Kansas City’s Stamp Fulfillment Services center (who even knew we had such a thing?) doesn’t distribute mail to homes or businesses, so Archer and stamp-center boss Gary Stone (who seemed to be wearing a John Ashcroft mask) assured the public that there was nothing to worry about.
Sofa slugs suffering heart attacks due to the frightful interruption of prime-time programming posed a greater public health risk than anthrax. The anthrax was news, but couldn’t it have waited an hour and a half, until 10? Employees at the stamp center had known for more than a week that a load had come from Brentwood Road, and some of them were already taking antibiotics just in case, though nobody felt sick.
Health department officials say they received the anthrax test results at 4:45 p.m. “Around 6 p.m., we decided to hold a press conference at 8 to alert postal employees that they needed to come to the health department [the next morning] to be interviewed and receive a seven-day course of antibiotics,” says Sheryl Woods.
With their panicky burst onto TV, Barnes and Archer grabbed a Kansas City minute in the new-war spotlight. But they should think twice about scheduling their preemptive strikes smack in the middle of The West Wing; compared with C. J. Cregg and her thrilling press conferences, these two looked like schlubs.
At 10 we learned that the people who had reason to be afraid — stamp-center workers — weren’t. “It’s not really fear; it’s just concern for the people actually around it, who handled the mail when it came in,” stamper Marie McElfish told KCTV Channel 5’s Sandra Olivas. “I’m not really concerned about myself.”
But the overkill bled into the next morning with another press conference. Barnes, Archer, Stone, city manager Bob Collins, state health director Maureen Dempsey, the manager of the industrial bunker that houses the stamp center, various bureaucrats and most of the city council (including Troy Nash, who didn’t let recent allegations of wife-beating keep him away from the cameras). So what was the news? The obvious: Anthrax can travel — though, again, no one was sick. While reporters struggled to understand what the Stamp Fulfillment Services center actually does, Rex Archer offered one of his unreassuring reassurances.
“Sometimes we complain about a little bit of humidity in Kansas City, but humidity tends to clump things that are small,” Archer said, suggesting that globby anthrax spores were less likely to travel through the air. “So that’s a little bit of a benefit.”
Just a couple of weeks earlier, at an October 15 meeting with 200 elected officials, firemen, policemen, nurses and EMTs, the ominous forecast from fire chief Smokey Dyer was that if the metro area came under major attack, we were basically screwed: “The ability to handle a large event does not exist.” Congressman Dennis Moore asked whether Archer thought the public was being adequately educated, which elicited another Archerism: “I’ve noticed walking out of restrooms that people are starting to wash their hands more.”
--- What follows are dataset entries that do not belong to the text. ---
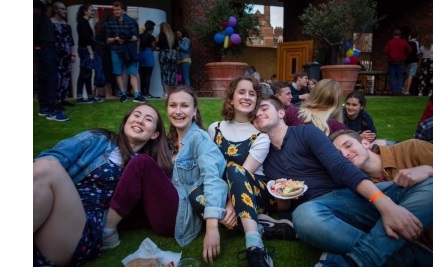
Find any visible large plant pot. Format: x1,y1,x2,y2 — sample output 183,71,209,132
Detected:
320,65,361,97
205,62,248,98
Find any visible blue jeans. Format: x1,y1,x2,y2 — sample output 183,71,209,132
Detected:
181,62,191,87
293,177,433,266
388,62,404,95
37,47,60,113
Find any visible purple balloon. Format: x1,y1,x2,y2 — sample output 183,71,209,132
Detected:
224,27,235,36
230,33,242,45
227,16,238,27
343,57,350,64
213,32,225,44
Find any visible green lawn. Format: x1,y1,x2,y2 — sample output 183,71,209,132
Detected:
33,97,428,267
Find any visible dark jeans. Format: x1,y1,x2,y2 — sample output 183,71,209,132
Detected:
140,67,153,96
388,62,404,95
77,47,93,98
38,47,60,113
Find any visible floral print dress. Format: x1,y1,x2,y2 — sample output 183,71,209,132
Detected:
214,123,276,224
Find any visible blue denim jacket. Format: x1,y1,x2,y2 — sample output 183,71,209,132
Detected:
36,131,117,183
179,37,191,59
172,123,228,247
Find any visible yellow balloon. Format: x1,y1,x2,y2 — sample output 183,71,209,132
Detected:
224,35,229,49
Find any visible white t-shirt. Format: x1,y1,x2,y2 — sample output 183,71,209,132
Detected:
208,120,271,176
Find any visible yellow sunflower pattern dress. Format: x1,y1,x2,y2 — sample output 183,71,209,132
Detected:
214,123,275,224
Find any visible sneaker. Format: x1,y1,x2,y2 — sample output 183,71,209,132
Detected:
257,214,299,240
47,112,69,122
102,229,120,249
89,96,104,103
238,246,274,267
314,252,350,267
119,95,128,102
134,95,146,103
75,97,93,104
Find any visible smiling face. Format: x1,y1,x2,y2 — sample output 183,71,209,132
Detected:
231,80,257,119
167,91,197,131
123,105,159,152
346,97,364,119
275,87,293,107
333,134,370,169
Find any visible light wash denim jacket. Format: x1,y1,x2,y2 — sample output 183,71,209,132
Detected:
36,131,117,183
172,123,228,247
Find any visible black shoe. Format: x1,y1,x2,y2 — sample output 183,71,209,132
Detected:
60,100,75,107
133,95,146,103
257,214,298,240
238,246,274,267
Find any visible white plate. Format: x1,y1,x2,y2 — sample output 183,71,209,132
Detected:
266,180,308,200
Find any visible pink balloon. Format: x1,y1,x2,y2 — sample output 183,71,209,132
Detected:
230,33,242,45
227,16,238,27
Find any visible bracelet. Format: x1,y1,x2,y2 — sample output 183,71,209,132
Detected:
368,191,385,203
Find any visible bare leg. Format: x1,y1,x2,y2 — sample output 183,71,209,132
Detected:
33,158,86,266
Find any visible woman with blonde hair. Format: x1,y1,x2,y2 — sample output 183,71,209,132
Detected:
284,79,346,136
156,22,179,98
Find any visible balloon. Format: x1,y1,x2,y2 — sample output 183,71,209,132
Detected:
230,33,242,45
224,35,229,49
227,16,238,27
224,27,235,36
350,56,359,65
353,49,361,57
344,41,350,51
213,32,224,44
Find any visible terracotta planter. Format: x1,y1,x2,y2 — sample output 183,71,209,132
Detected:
205,62,248,98
320,65,361,97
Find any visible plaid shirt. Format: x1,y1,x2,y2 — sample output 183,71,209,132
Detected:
105,14,138,53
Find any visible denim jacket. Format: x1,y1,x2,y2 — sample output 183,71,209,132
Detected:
172,123,228,247
36,131,117,183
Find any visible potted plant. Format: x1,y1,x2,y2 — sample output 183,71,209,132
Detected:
300,0,380,96
189,0,260,97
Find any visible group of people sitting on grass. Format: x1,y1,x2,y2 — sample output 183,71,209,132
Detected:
33,76,433,267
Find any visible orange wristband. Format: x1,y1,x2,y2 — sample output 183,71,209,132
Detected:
368,191,385,203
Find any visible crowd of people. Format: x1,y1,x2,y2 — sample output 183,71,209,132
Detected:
33,0,192,122
33,0,433,267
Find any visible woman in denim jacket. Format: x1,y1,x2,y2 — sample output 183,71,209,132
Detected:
33,104,172,266
107,86,236,263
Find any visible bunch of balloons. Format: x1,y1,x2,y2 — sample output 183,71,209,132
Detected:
213,16,242,49
343,41,361,65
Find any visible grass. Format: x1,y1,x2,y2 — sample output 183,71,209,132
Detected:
33,97,428,267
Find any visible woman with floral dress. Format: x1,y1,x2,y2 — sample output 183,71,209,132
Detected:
208,76,296,266
33,104,172,266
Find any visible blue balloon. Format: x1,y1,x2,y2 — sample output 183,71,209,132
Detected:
224,27,235,36
213,32,225,44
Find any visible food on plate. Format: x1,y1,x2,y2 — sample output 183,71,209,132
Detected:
271,179,304,197
126,258,159,267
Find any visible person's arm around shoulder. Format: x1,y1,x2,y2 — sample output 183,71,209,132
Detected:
356,179,423,241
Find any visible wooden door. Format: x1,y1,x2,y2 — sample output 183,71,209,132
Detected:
277,40,313,82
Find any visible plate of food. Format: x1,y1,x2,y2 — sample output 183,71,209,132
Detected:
266,179,308,200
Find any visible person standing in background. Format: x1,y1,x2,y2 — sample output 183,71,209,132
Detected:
33,0,69,121
176,27,191,88
156,22,179,98
418,34,433,96
138,20,156,98
51,2,77,106
383,29,412,96
403,32,421,95
76,4,103,104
Last Thursday, however, Archer said that public health officials were learning about anthrax very quickly. By that day’s second press conference, at 5 p.m. (this one had fewer council members), Archer said an important lesson had been learned. “A percentage of people did not have updated phone numbers with their employers,” he said. Recent events made it clear that officials should “call on all Americans to update their phone lists.”
Which is all anyone can do, really, in a spooky new world where mailmen become casualties and politicians keep jumping from the hedges yelling “Boo!” We still have to take care of business.
Across the street from Kansas City’s gleaming health department building at 24th and Troost, there’s a crumbling, boarded-up three-story house, stickered with bright orange warnings. For the moment, and for the foreseeable future, that building and others like it skipping south along Troost are bigger public health risks than anthrax. Near the crumbling house, a man dressed in layers of giveaway clothing stops his half-empty shopping cart on the sidewalk. He stands there, methodically salvaging a ribbon of toilet paper tangled in a bush. Who ever interrupts prime time for that guy?